The Weight of Feathers’ family rivalry makes the Hatfields and McCoys look tame…
Book Review: The Weight of Feathers by Anna-Marie McLemore
Title & Author: The Weight of Feathers: A Novel by Anna-Marie McLemore
Genre: Young Adult – Fantasy, Magical Realism
Release Date: September 15, 2015
How I Got the Book: ARC via the publisher
Lace Paloma may be new to her family’s show, but she knows as well as anyone that the Corbeaus are pure magia negra, black magic from the devil himself. Simply touching one could mean death, and she’s been taught from birth to keep away. But when disaster strikes the small town where both families are performing, it’s a Corbeau boy, Cluck, who saves Lace’s life. And his touch immerses her in the world of the Corbeaus, where falling for him could turn his own family against him, and one misstep can be just as dangerous on the ground as it is in the trees. ”
(Also applies to Lucky Charms)
First facts then feels.
This story takes an old concept – feuding families – and gives it a fresh new spin. Cluck is from the Corbeau family. They’re French and are part of a traveling group of performers whose act involves a sort of ballet on tree branches.

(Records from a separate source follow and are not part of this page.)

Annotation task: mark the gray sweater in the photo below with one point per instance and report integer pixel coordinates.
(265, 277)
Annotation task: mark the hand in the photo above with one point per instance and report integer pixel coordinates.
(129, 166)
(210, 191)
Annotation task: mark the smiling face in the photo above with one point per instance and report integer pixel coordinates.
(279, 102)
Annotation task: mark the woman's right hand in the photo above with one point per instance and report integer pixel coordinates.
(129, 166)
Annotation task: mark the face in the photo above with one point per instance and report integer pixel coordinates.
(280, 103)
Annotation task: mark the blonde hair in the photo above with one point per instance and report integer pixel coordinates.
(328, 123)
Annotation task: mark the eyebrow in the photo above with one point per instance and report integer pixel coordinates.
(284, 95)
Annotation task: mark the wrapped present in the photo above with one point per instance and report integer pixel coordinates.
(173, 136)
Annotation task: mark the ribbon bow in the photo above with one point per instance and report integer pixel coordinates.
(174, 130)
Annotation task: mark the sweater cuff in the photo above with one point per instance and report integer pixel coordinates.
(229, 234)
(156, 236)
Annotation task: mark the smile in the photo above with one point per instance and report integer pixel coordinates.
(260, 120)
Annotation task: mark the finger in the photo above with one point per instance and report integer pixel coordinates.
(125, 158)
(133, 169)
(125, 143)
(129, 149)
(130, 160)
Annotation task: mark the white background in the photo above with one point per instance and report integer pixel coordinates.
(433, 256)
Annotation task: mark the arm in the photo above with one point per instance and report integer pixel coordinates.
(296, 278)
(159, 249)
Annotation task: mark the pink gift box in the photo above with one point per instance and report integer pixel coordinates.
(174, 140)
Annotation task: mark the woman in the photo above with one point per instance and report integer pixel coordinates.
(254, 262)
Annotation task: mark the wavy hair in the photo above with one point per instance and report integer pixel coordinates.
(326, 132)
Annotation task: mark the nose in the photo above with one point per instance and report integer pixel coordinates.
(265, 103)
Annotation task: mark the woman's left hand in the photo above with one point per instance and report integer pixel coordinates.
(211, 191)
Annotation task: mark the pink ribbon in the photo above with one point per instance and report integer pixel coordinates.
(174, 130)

Lace is part of the Palomas. They’re Spanish and live in a small town where they are known for the mermaid-esque performances. They HATE when the Corbeaus make a tour stop in their area because old wounds always seem to re-open….
My favorite thing about The Weight of Feathers are the descriptions. They are stunning in their originality and beauty. That alone was magical to me. I actually felt like I was experiencing things for the first time by how they were described.
I also loved the actual magical realism present in the story. It’s like a light fantasy. Only a few things are beyond the realm of possibility and they only extend to the two families.
Another thing that made the story unusual is that both French and Spanish are used in place of dialogue or descriptions and they’re not always explained in English. I’ve seen this once or twice in other books, and I’m intrigued as to how this affects readers.
I find it both slightly confusing and adding in authenticity.
As for the actual pacing and storyline, despite my immense interest in the plot and characters, there were long bits were nothing much was happening. I didn’t mind it too much, but I wished for a little more…anything to be taking place. I think readers not as in awe of the newness of the story may have been derailed.
I really liked too how The Weight of Feathers is more than just a romance. Themes of prejudice and violence and family were incorporated.
Despite some slower parts in the middle, this is a book to sink into. Language is used in a masterful way here – where its in English or not. The Weight of Feathers will win you over with its powerfully vibrant descriptions and contemporary setting tinged with magic – strongly recommended.